Читать книгу Свет с Востока - Теодор Шумовский - Страница 11
Книга вторая
Путешествие на восток
За двумя вокзалами
ОглавлениеГрузовик с наглухо зашитым кузовом вынесся из двора ленинградского Дома предварительного заключения на улице Воинова, 25, прогрохотал по Литейному мосту над Невой, затем свернул вправо, пробежал по Арсенальной набережной. Остановился у здания № 7, раздался нетерпеливый сигнал. Ворота распахнулись, грузовик прошел под полутемным длинным сводом и замер. Меня высадили, ввели в высокое кирпичное здание старой постройки с решетками на окнах. По узкой железной лестнице я взошел на верхний этаж, здесь дежурный страж открыл передо мной одну из многочисленных камер, я вошел.
На досках, настланных на остов единственной койки, и прямо на полу в полутемном помещении тесно сидели полуголые люди. Бледные, давно не бритые лица были безучастны. Царило испуганное молчание, возникшее при скрежете отворяемой двери. Когда же она закрылась вновь, один из сидевших на койке спросил меня:
– Откуда в наши «Кресты», товарищ?
Вот куда теперь довелось попасть, в «Кресты»! Старая петербургская тюрьма за Финляндским вокзалом, печально знаменитая, изломавшая так много человеческих судеб.
– Откуда? Из «Домой пойти забудь». Спасайся усмешкой, арестант: скорей отскочит боль заточения; легче выжить.
– А-а, из ДПЗ, – проговорил собеседник, – Давно сидите?
– Полгода.
– Не так много, но не так и мало. А вы кто? Я удовлетворил естественное любопытство этого человека и других, жадно слушавших разговор своего товарища с новоприбывшими. Почему они «с ходу», только что, впервые увидев меня, начали сразу, с некоторой даже бесцеремонностью, столь настойчиво расспрашивать? Тут, конечно, сказывается скука длительной оторванности от живого дела. Жажда новизны и обостренное внимание к новостям тоже особенно сильны в тюремных стенах. Но, с другой стороны, каждый на этом крохотном пятачке, с которого некуда уйти, хочет знать – кто сосед? С кем невесть как долго придется вплотную спать, сидеть, разговаривать? Поддержит ли он в случае чего или продаст, утешит или толкнет глубже в пропасть?

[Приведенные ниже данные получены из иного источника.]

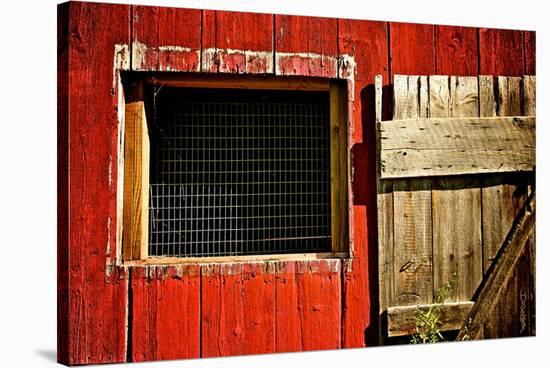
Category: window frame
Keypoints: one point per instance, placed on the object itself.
(135, 147)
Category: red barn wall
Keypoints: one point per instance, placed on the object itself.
(115, 314)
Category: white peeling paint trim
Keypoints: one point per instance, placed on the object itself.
(212, 55)
(121, 61)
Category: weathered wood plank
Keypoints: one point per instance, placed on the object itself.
(165, 312)
(384, 202)
(166, 38)
(236, 42)
(362, 40)
(401, 320)
(306, 46)
(136, 175)
(529, 103)
(456, 202)
(97, 290)
(529, 107)
(455, 146)
(308, 305)
(502, 198)
(501, 273)
(412, 205)
(412, 250)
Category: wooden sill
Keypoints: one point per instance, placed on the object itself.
(237, 259)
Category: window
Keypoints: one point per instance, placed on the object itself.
(234, 166)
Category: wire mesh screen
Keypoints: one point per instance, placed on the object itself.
(237, 172)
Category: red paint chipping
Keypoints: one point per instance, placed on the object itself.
(228, 309)
(501, 52)
(165, 312)
(412, 49)
(456, 50)
(166, 38)
(306, 46)
(363, 41)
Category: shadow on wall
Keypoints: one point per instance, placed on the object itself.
(363, 183)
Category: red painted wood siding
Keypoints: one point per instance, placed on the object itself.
(97, 297)
(191, 311)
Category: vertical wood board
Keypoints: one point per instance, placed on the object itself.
(306, 46)
(412, 225)
(166, 39)
(456, 50)
(367, 43)
(234, 42)
(97, 291)
(456, 202)
(165, 312)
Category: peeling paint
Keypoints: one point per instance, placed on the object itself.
(165, 58)
(110, 171)
(237, 61)
(121, 61)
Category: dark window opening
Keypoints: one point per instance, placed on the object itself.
(239, 172)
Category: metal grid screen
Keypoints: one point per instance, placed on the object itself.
(236, 172)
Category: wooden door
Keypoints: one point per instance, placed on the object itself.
(449, 187)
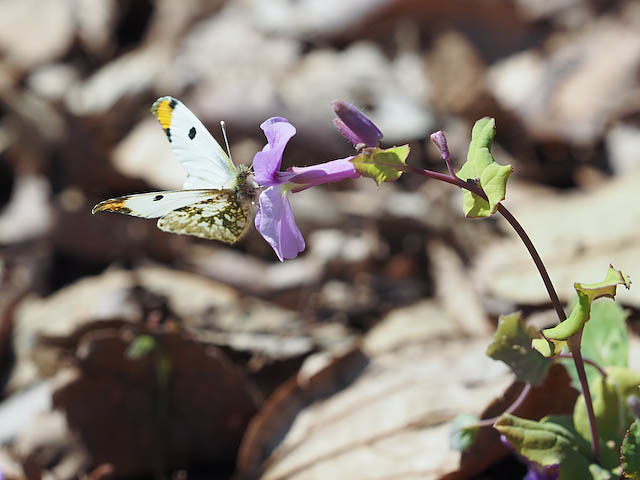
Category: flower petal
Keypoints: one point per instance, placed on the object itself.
(276, 223)
(327, 172)
(355, 126)
(266, 164)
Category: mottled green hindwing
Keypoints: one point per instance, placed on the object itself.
(222, 216)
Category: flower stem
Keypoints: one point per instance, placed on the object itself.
(574, 347)
(585, 360)
(453, 180)
(574, 342)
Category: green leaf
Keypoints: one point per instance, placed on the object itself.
(481, 168)
(546, 443)
(587, 293)
(630, 452)
(605, 340)
(546, 349)
(612, 413)
(464, 429)
(379, 164)
(512, 345)
(141, 346)
(599, 473)
(607, 287)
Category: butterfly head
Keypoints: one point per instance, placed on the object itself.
(246, 188)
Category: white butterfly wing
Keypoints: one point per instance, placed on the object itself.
(206, 163)
(220, 217)
(154, 204)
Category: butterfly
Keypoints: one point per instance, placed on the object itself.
(216, 199)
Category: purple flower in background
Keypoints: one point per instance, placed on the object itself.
(355, 127)
(274, 219)
(535, 471)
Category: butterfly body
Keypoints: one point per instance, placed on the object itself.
(217, 196)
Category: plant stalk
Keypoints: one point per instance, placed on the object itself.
(574, 345)
(574, 342)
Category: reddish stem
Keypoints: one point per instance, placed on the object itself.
(574, 342)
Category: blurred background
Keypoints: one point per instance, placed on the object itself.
(127, 352)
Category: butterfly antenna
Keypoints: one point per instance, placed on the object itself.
(226, 140)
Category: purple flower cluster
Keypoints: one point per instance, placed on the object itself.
(274, 219)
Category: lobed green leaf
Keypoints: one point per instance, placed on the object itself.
(547, 442)
(140, 347)
(612, 412)
(587, 293)
(512, 345)
(482, 169)
(605, 340)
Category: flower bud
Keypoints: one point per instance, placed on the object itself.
(354, 126)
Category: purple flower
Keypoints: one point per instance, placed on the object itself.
(355, 127)
(274, 219)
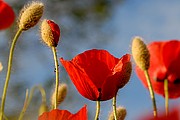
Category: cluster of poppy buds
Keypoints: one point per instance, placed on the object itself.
(97, 74)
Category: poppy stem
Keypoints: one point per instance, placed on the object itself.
(151, 92)
(114, 108)
(57, 76)
(97, 110)
(166, 96)
(9, 72)
(28, 99)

А камера и впрямь была с пятачок: семь квадратных метров. Когда-то здесь была одиночка, а теперь тут наедине с парашей заперто двадцать человек, говорят, что и двадцать два было. По три человека на квадратный метр, в ДПЗ было все же по два. По два, по три – кого? Не забывайте единицу измерения: заключенных, этих можно натолкать сколько угодно. Новые товарищи постепенно меня просвещали: «Кресты» – два крестообразных корпуса, в каждом пятьсот камер; из общего числа работает 999, в тысячной погребен строитель. Всего прославленного сооружения безвестный зодчий-умелец. Итак, в этой тюрьме по нынешним меркам одновременно могут содержаться двадцать тысяч заключенных; а в Ленинграде имеется не одно учреждение такого рода.
Кое-кто добавлял: следующий за входом со двора круглый зал, откуда входят в четыре отсека здания и поднимаются на этажи – не простая площадка: сюда, бывает, сгоняют узников и объявляют им приговор суда, которого никто из них в глаза не видел: Особого Совещания при НКВД СССР. Оно, Совещание, не упоминается ни в каких законах, но существует и карает невидимые свои жертвы: кому – пять лет «исправительно-трудового» лагеря, кому – восемь, а кому и «потолок» – десять лет. Как повезет, словом, та же лотерея, что и с выбором предъявляемого обвинения.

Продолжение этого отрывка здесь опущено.